U.S. Rep. Rodney Davis (R-Ill.) today praised the passage of the FY 2014 National Defense Authorization Act (NDAA), the mechanism to provide necessary authorities and funding for America's military, and lauded the inclusion a number of key provisions to help combat sexual assault in the military.
"This is the fifty-second consecutive NDAA and meets our goal of providing for a strong defense in an era of uncertain and declining resources," said Davis. "I'm also pleased that a number of provisions included in the legislation will help us combat sexual assault in the military. As the father of a 16 year old daughter, I believe we must root out the culture that has led to these unacceptable instances of sexual assault."
Among the provisions in the NDAA to address sexual assault in the military are protections for those that report sexual misconduct and mandatory sentencing requirements. It also enhances the rights of victims by providing them special counsel and resources in dealing with sexual assault.
Additionally, the legislation:
- Reforms the Uniform Code of Military Justice to eliminate the authority of commanders to dismiss a conviction by a court martial -- commanders have held this power since the earliest days of the military.

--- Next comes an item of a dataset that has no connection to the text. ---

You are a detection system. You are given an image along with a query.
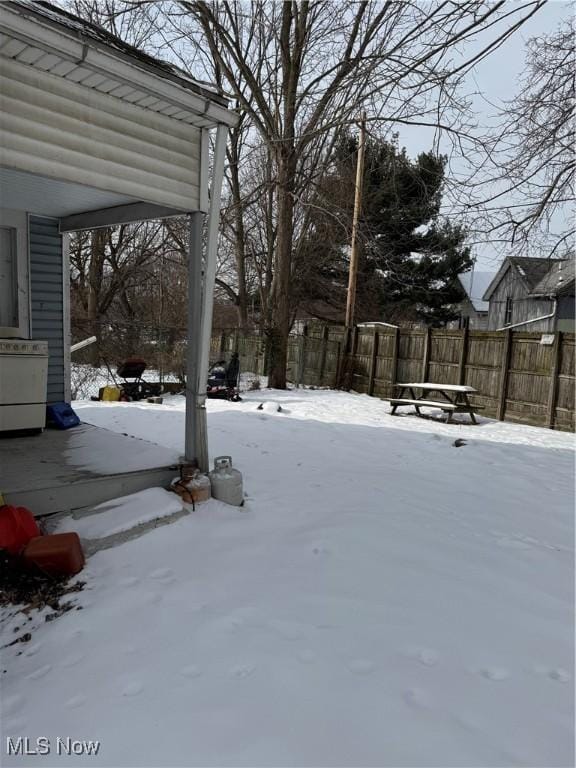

- Requires that victims' counsels provide legal assistance to the victims of sex-related offenses.
- Allows victims of sexual assault to apply for a permanent change of station or unit transfer.
- Mandates the processing for administrative separation of any service member guilty of an inappropriate and prohibited relationship.
Also included in the NDAA is language from legislation co-sponsored by Davis, H.R. 1864, to extend whistleblower protections to victims of military sexual violence and protect whistleblowers from retaliation from within their ranks if they report sexual misconduct.
"In 2012 alone more than 26,000 men and women in our military were victims of sexual assault, yet only a fraction of those victims actually filed a report," said Davis. "I am pleased that Congress has responded quickly to protect and support victims of military sexual assault."
The bill passed the House on a bipartisan vote of 315-107 on Friday, June 14th.